CS 244 ’24: Replicating Results from “Sidekick: In-Network Assistance for Secure End-to-End Transport Protocols”


Team Members
Kamran Ahmed, Griffin Miller, Hari Vallabhaneni

Source
Sidekick: In-Network Assistance for Secure End-to-End Transport Protocols

GitHub
https://github.com/cs244-team/sidekick

Introduction

Performance-enhancing proxies (PEPs) have been used to improve the performance of TCP connections. However, these proxies are tightly coupled to the underlying protocol, making it difficult to modify and enhance the protocol without disrupting the PEPs’ functionality. As new transport protocols that provide end-to-end encryption (e.g. QUIC) are developed and become more popular, PEPs are fundamentally incompatible with these opaque protocols because the proxies can no longer access critical plaintext information like sequence numbers. Without compromising protocol security, a novel system was needed to address this incompatibility and provide the same benefits as a PEP.

The paper we have selected to replicate results from, “Sidekick: In-Network Assistance for Secure End-to-End Transport Protocols,” introduces a system that provides in-network assistance for fully opaque protocols. Yuan et al.’s main contribution is a selective acknowledgment mechanism called a quACK (“quick ACK”) that allows middleboxes to efficiently acknowledge packets without access to cleartext sequence numbers and without the need to modify the transport protocol; more broadly, sidekick protocols can be used by in-network intermediaries to send information along adjacent connections to assist endpoints of opaque transport protocols.

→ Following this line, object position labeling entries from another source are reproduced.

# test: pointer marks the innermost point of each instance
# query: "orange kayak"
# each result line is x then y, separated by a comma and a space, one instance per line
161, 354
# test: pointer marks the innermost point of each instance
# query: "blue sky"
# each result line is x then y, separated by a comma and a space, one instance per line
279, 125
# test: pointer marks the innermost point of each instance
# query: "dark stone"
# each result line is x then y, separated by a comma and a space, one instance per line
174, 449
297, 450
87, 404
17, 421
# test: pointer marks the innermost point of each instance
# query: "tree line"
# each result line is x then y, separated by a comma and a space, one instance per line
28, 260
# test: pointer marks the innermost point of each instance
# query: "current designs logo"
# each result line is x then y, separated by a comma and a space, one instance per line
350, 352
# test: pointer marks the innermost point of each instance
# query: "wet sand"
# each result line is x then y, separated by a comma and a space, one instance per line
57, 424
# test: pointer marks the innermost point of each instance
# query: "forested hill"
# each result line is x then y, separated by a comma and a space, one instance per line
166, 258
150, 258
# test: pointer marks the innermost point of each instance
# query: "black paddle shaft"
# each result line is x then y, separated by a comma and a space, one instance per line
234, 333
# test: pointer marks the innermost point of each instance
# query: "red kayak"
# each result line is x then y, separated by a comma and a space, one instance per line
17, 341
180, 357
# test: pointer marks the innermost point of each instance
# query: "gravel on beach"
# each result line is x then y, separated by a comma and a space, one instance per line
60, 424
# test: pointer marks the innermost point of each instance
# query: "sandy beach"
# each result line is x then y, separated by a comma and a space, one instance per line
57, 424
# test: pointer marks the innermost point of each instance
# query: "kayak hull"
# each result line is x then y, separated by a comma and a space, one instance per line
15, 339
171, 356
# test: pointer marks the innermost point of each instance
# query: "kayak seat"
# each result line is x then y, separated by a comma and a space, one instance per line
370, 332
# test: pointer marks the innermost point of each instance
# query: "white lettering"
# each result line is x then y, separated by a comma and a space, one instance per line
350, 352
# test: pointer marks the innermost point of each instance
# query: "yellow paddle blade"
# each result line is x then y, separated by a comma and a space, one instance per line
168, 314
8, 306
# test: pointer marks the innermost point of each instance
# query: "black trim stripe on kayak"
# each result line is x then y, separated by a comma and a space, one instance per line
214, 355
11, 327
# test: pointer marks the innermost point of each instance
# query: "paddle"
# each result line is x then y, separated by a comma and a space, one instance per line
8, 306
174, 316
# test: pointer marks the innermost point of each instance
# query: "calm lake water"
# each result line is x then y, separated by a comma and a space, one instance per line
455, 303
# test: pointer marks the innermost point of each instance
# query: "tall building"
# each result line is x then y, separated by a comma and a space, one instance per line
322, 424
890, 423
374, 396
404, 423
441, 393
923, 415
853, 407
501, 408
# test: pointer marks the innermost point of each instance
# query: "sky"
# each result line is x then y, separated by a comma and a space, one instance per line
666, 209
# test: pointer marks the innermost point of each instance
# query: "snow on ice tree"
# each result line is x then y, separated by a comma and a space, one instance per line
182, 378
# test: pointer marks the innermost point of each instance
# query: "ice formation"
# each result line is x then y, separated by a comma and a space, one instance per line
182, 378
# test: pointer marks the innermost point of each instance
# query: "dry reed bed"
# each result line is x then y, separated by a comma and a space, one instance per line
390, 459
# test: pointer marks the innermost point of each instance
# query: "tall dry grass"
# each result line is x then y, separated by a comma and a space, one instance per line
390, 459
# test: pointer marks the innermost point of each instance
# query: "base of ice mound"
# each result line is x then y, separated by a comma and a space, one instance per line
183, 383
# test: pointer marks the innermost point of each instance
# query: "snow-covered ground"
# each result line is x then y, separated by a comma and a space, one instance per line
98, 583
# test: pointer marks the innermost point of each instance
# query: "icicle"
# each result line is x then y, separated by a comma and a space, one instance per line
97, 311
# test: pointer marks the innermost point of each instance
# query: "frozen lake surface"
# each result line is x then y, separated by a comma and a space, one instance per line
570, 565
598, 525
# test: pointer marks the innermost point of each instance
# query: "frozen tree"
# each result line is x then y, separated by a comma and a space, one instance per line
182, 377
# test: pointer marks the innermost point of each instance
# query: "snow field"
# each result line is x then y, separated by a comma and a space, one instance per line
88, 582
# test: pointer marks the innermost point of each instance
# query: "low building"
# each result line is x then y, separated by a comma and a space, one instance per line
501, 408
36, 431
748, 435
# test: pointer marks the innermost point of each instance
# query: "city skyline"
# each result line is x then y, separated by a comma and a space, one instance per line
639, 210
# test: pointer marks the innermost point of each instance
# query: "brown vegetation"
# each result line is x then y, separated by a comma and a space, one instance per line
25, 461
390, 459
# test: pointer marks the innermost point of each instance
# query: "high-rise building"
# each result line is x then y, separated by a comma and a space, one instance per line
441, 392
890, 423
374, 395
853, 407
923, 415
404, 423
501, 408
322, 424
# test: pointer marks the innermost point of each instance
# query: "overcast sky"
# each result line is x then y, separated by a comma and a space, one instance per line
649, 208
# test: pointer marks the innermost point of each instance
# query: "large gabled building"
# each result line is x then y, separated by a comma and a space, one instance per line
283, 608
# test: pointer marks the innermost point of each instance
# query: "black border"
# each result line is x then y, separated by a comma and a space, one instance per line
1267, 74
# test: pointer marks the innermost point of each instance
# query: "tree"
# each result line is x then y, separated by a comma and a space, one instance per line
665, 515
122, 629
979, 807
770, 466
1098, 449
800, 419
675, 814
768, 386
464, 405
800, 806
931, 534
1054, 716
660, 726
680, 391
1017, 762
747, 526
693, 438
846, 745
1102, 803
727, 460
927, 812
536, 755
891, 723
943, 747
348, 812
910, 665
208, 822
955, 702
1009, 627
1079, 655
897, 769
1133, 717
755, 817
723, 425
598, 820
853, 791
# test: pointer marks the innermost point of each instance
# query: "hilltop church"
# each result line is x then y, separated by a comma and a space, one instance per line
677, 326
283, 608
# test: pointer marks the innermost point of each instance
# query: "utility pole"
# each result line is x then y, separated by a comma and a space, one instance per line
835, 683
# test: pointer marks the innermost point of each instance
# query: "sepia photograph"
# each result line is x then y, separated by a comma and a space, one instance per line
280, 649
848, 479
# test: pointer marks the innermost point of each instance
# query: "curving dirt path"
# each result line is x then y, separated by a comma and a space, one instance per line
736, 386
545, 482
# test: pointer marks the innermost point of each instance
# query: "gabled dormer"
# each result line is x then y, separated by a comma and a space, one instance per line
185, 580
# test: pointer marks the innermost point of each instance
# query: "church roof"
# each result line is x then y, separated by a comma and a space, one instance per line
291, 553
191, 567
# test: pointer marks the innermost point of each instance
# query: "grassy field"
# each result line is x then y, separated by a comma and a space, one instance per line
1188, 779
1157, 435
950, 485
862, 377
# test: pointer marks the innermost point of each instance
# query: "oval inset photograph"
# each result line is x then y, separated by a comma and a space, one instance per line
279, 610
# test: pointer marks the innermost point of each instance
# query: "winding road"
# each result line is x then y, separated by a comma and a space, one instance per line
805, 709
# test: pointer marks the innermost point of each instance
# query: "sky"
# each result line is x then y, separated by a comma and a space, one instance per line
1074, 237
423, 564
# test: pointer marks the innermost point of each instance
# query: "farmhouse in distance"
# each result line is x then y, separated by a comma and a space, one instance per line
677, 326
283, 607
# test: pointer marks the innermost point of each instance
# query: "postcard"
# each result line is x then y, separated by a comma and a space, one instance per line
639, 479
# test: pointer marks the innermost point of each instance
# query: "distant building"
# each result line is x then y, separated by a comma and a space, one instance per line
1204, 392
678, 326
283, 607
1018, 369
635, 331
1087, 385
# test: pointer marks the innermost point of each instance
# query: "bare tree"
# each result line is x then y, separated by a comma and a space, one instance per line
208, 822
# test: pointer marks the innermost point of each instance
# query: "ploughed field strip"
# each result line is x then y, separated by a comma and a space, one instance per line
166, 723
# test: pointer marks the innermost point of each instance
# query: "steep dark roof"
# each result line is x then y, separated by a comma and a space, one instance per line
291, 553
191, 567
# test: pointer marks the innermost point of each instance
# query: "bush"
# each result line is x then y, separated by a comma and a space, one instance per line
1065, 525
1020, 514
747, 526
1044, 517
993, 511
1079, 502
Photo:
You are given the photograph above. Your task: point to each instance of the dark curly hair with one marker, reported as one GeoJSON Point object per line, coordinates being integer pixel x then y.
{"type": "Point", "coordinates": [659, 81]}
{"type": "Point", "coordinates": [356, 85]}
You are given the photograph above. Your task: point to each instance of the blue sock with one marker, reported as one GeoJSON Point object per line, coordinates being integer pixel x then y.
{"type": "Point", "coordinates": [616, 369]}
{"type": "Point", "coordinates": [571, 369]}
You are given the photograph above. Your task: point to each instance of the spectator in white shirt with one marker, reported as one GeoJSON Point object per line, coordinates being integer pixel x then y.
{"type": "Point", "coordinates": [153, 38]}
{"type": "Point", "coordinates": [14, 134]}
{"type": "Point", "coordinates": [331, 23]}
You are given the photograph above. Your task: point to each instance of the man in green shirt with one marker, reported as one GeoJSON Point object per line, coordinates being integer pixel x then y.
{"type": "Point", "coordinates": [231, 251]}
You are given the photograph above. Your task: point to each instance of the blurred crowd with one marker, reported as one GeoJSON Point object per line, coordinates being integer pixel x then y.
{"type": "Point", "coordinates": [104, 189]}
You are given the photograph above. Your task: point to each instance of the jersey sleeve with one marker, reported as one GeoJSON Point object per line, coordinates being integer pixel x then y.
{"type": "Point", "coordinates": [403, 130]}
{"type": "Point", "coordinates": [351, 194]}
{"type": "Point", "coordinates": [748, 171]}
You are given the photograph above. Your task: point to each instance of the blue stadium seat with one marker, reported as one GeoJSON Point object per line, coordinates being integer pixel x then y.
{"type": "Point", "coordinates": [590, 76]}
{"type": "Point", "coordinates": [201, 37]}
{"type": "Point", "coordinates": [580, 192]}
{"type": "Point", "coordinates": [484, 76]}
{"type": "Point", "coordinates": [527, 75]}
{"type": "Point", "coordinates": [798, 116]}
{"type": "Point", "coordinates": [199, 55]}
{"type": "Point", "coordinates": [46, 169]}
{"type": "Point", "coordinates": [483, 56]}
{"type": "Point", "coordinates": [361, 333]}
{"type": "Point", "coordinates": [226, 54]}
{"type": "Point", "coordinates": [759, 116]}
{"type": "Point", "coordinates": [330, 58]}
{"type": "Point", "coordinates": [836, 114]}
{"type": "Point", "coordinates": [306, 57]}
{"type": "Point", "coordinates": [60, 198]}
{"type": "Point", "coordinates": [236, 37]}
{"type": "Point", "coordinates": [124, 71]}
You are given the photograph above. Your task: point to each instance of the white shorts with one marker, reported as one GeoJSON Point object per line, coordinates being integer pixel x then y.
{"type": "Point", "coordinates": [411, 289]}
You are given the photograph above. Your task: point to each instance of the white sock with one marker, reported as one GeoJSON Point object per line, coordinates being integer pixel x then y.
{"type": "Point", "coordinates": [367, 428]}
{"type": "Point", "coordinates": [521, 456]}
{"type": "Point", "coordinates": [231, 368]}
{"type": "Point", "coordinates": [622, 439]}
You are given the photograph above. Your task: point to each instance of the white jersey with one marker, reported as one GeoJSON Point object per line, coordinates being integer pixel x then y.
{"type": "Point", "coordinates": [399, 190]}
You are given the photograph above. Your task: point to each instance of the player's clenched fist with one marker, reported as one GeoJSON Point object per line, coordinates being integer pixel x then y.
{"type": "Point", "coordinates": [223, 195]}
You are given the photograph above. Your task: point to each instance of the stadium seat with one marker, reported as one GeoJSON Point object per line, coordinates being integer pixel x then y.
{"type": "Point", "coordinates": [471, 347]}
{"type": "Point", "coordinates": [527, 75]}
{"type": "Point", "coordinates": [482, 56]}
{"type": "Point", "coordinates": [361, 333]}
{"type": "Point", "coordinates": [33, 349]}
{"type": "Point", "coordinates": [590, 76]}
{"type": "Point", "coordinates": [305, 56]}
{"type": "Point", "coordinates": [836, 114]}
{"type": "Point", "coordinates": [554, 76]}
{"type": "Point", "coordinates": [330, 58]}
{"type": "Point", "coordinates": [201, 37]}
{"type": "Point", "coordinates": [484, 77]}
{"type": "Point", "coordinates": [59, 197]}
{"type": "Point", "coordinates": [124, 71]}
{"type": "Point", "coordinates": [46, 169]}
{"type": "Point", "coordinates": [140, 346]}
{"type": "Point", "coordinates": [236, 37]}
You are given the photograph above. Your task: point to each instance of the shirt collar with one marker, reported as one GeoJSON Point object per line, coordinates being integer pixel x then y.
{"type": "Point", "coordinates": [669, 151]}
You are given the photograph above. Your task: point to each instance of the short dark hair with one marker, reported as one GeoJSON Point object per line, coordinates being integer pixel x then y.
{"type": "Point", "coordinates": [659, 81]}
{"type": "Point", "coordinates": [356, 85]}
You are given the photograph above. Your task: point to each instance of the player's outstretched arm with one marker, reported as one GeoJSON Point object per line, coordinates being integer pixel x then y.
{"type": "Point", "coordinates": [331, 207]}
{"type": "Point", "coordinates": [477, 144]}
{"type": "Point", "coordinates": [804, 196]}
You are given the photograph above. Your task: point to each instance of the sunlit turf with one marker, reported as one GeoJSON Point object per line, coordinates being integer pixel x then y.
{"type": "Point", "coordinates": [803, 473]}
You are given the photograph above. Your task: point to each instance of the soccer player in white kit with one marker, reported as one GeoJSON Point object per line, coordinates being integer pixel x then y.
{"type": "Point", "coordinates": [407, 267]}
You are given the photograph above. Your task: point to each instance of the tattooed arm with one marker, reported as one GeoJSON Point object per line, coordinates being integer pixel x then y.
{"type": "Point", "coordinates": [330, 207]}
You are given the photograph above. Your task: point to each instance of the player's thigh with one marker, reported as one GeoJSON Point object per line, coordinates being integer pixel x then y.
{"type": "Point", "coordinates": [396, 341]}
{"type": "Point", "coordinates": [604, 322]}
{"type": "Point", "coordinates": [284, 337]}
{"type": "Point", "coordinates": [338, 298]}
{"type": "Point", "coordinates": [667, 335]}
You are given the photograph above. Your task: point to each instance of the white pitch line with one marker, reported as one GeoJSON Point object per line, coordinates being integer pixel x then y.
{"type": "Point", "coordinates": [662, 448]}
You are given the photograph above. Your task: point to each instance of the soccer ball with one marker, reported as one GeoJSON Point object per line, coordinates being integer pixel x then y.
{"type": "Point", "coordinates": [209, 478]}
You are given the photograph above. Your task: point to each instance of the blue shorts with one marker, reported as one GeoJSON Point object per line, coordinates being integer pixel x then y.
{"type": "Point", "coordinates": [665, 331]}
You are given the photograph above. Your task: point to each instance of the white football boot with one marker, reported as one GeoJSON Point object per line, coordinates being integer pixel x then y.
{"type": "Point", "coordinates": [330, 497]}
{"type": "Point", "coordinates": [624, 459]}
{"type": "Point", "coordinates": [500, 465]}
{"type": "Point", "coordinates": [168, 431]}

The paper’s quACK mechanism uses some clever math to arrive at a solution that uses reasonable link overhead, is cumulative over all packets sent, and is efficient to decode. The original paper examines some “strawman” quACK solutions that fail to provide all of these properties: sending an acknowledgment back for every packet is the simplest solution, but uses significant link overhead, and also is not cumulative—because quACKS can be dropped themselves, the sender could misinterpret a dropped quACK as a dropped packet and spuriously retransmit a packet that the proxy received. A cumulative solution that uses a low link overhead is hashing all the received packets together and sending this hash along with the count received; unfortunately, the sender basically has to brute-force the hash to determine the missing packets, so the decode time becomes unreasonable with a non-trivial number of packets.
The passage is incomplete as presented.